Basis of injunctions

At the very core of injunctive relief is a recognition that money damages can't solve every problem. An injunction may be permanent or it may be temporary. A temporary injunction (or preliminary injunction) is a provisional remedy granted to restrain activity on a temporary basis until the court can make a final decision after trial. It is usually necessary to prove the high likelihood of success upon the merits of one's case and a likelihood of irreparable harm in the absence of a preliminary injunction before such an injunction may be granted; otherwise the party may have to wait for trial to obtain a permanent injunction.

Temporary restraints

In United States law, a temporary restraining order (or TRO) may be issued on a short-term basis until the court decides whether to issue a preliminary injunction. Thus, the relationship between a TRO and a preliminary injunction is the same as the relationship between a preliminary injunction and a permanent injunction. In some cases a TRO may be granted ex parte, i.e. without informing the party to whom the TRO is directed in advance. Usually such ex parte orders are of a short term and are to prevent one's adversary from having notice of one's intentions. Such notice may allow the eventual object of the application for an injunction from doing something that would make the court's granting of an injunction fruitless, such as wasting or hiding assets as often occurs in dissolution of marriage or in the disclosing of a trade secret that had been the subject of a non-disclosure agreement.

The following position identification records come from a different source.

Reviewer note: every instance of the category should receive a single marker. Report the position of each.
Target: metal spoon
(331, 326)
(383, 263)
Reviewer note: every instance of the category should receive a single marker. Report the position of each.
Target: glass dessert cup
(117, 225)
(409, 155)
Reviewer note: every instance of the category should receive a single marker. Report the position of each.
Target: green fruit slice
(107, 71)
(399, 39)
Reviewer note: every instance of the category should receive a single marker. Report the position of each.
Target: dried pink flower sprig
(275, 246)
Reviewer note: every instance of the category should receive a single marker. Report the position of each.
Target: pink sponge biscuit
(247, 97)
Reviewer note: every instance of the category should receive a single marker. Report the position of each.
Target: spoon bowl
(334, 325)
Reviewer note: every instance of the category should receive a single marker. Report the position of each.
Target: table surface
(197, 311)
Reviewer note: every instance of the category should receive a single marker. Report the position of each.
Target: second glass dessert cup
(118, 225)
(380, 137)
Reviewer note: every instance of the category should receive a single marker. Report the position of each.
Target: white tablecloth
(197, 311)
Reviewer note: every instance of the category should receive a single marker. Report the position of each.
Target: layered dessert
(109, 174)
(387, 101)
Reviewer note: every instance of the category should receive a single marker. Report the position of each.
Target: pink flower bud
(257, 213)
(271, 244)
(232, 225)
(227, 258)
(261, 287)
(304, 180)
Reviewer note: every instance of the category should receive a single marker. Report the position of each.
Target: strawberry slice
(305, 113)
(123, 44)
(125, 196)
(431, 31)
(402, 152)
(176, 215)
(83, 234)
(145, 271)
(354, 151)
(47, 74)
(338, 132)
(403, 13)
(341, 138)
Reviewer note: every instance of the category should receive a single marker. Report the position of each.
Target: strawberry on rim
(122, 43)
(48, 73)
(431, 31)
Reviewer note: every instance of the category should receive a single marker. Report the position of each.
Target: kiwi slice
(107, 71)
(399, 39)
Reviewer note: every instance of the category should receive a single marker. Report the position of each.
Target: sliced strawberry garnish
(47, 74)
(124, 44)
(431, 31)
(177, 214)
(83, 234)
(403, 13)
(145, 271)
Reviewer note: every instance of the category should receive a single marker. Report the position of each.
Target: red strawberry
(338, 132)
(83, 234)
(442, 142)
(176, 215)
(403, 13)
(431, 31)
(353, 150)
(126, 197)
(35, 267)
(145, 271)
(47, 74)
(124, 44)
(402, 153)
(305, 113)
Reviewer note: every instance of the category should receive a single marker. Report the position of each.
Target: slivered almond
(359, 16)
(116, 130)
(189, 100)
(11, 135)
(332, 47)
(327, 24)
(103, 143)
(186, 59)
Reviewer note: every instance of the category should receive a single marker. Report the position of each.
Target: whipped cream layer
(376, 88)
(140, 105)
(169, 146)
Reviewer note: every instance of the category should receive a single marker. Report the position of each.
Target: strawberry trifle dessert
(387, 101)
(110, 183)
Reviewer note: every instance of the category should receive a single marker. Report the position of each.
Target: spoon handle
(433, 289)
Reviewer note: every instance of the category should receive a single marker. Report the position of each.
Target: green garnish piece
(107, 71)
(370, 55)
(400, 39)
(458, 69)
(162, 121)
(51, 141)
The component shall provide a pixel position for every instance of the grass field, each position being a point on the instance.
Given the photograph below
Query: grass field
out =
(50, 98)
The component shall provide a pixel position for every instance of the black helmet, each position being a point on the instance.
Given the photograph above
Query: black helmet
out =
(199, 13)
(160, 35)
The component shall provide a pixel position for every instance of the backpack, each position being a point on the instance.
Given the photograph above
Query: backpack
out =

Rationale behind injunctions

This injunctive power to restore the status quo ante; that is, to make whole again someone whose rights have been violated, is essential to the concept of fairness (equity). For example, money damages would be of scant benefit to a land owner who wished simply to prevent someone from repeatedly trespassing on his land. The ability of the landowner to use the courts to sue the trespasser for injunctive relief is often the only practical way to end the trespass (the government may or may not bring criminal trespass charges at the landowner's urging; the civil power is in the landowner's own hands). Once the order is secured, the trespasser violates it at his own peril, risking fines and imprisonment for contempt of court.

Courts may also issue mandatory injunctions, also called mandatory orders, i.e. equitable relief to compel a person to do a specific act or acts or follow a course of conduct; though in some jurisdictions courts will not issue mandatory orders that require judicial oversight to insure compliance with the judge's order.

Injunctions in U.S. labor law context

After the United States government successfully used an injunction to outlaw the Pullman boycott in 1894, employers found that they could obtain federal court injunctions to ban strikes and organizing activities of all kinds by unions. These injunctions were often extremely broad; one injunction issued by a federal court in the 1920s effectively barred the United Mine Workers of America from talking to workers who had signed yellow dog contracts with their employers.

Unable to limit what they called "government by injunction" in the courts, labor and its allies persuaded the United States Congress in 1932 to pass the Norris-LaGuardia Act, which imposed so many procedural and substantive limits on the federal courts' power to issue injunctions as to effectively prohibit all federal court injunctions in cases arising out of labor disputes. A number of states followed suit and enacted "Little Norris-LaGuardia Acts" that imposed similar limitations on state courts' powers. The courts have since recognized a limited exception to the Norris-LaGuardia Act's strict limitations in those cases in which a party seeks injunctive relief to enforce the grievance arbitration provisions of a collective bargaining agreement.